When prompted for kernel module type, select **MIT/GPL (option 2)**.

---

## Issue 3: Kernel module compilation fails on kernel 6.17+

**Error:**

```
nvidia-drm/nvidia-drm-fb.c:308:5: error: too few arguments to function 'drm_helper_mode_fill_fb_struct'
nvidia-drm/nvidia-drm-drv.c:240:18: error: initialization from incompatible pointer type
```

**Cause:** GVM kernel modules (based on NVIDIA 575.64.05) are incompatible with kernel 6.17+ due to DRM API changes.

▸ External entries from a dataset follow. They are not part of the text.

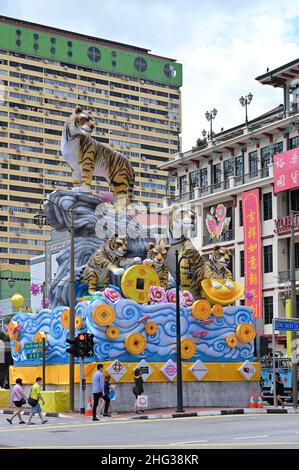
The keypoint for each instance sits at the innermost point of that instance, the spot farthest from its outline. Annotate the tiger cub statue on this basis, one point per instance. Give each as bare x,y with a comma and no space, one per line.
217,267
87,157
156,257
106,260
180,221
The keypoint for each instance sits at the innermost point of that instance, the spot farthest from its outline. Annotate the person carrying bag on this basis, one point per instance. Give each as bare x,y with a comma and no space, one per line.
33,401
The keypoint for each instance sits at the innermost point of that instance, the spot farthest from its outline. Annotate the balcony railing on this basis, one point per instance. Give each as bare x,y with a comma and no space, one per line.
284,276
226,237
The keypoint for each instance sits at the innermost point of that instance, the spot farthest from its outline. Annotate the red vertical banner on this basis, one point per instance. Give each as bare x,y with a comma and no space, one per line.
252,251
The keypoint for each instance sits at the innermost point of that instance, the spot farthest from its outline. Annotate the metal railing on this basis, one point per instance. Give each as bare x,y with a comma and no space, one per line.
284,276
226,237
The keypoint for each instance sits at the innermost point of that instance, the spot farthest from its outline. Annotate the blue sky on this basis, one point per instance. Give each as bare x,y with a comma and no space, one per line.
223,45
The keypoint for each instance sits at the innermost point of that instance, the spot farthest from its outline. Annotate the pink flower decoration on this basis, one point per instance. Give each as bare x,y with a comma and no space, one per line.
111,294
35,289
156,294
186,298
171,295
220,212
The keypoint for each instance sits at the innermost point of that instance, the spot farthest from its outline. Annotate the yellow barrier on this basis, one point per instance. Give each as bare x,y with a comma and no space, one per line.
56,401
4,397
59,374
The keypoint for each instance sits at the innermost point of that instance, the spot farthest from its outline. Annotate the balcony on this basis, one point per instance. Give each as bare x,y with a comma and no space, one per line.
284,276
226,237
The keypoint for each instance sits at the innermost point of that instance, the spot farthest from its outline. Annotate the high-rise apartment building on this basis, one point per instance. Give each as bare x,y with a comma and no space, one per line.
45,72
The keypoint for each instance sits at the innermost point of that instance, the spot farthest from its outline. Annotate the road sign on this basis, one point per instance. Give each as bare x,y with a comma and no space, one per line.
290,324
37,355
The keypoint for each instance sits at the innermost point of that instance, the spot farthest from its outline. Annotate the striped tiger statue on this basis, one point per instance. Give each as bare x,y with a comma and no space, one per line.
180,222
87,157
156,258
106,260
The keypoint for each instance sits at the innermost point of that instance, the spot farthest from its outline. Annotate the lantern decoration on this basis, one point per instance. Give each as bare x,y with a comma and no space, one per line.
156,294
35,289
17,300
111,294
216,221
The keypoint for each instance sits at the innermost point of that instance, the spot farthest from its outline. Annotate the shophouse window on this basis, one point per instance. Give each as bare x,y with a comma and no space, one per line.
203,178
216,174
253,164
241,263
268,259
228,171
267,206
265,161
240,214
268,310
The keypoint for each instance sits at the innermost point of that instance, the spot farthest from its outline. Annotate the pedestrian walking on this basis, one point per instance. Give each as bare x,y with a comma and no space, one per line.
98,391
33,401
109,390
279,389
138,389
19,399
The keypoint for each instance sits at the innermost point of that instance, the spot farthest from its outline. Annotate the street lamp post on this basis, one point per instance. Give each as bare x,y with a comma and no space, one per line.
210,115
180,407
245,101
40,220
11,280
293,306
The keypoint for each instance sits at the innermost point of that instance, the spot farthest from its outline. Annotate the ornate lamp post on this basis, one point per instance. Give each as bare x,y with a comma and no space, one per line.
210,115
40,220
245,101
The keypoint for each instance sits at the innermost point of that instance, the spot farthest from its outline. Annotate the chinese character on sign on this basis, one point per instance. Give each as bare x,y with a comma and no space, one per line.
281,181
280,163
251,216
294,176
252,247
294,159
252,232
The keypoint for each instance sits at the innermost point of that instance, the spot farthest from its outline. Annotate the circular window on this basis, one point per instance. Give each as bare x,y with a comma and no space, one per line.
140,64
169,71
94,54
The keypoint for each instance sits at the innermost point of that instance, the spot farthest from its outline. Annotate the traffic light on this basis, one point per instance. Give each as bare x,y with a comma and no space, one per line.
74,346
89,344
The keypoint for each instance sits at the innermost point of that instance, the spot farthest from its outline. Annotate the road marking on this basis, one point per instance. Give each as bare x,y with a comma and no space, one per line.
186,442
159,446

**Fix:** Downgrade to kernel 6.8 (tested with 6.8.0-1007-gcp on Ubuntu 24.04):

```bash
sudo apt-get install -y linux-image-6.8.0-1007-gcp linux-headers-6.8.0-1007-gcp linux-modules-6.8.0-1007-gcp
```

On GCP cloud images, you may need to manually set the boot kernel in `/etc/default/grub.d/50-cloudimg-settings.cfg`:

```bash
# Find the kernel entry ID
sudo grep -E "menuentry|submenu" /boot/grub/grub.cfg | head -20

# Update GRUB_DEFAULT (replace <UUID> with actual UUID from above)
sudo sed -i "s|GRUB_DEFAULT=0|GRUB_DEFAULT='gnulinux-advanced-<UUID>>gnulinux-6.8.0-1007-gcp-advanced-<UUID>'|" /etc/default/grub.d/50-cloudimg-settings.cfg

sudo update-grub && sudo reboot
```

Verify after reboot:

```bash
uname -r # should show 6.8.0-1007-gcp
```

---

## Issue 4: `nvcc` not found during CUDA intercept layer build

**Error:**

```
/bin/sh: 1: nvcc: not found
make: *** [Makefile:30: build] Error 127
```

**Cause:** CUDA toolkit installs `nvcc` to `/usr/local/cuda/bin/` which is not in `$PATH` by default.

**Fix:**

```bash
export PATH=/usr/local/cuda/bin:$PATH
```

Add this to your `~/.bashrc` to make it permanent:

```bash
echo 'export PATH=/usr/local/cuda/bin:$PATH' >> ~/.bashrc
```

---

## Issue 5: HuggingFace gated model access denied

**Error:**

```
huggingface_hub.errors.GatedRepoError: 401 Client Error.
Access to model stabilityai/stable-diffusion-3.5-medium is restricted.
```

**Cause:** Some models (like `stabilityai/stable-diffusion-3.5-medium`) require HuggingFace authentication and license acceptance.

**Fix:**

1. Accept the license at https://huggingface.co/stabilityai/stable-diffusion-3.5-medium
2. Generate a token at https://huggingface.co/settings/tokens (select "Read" access)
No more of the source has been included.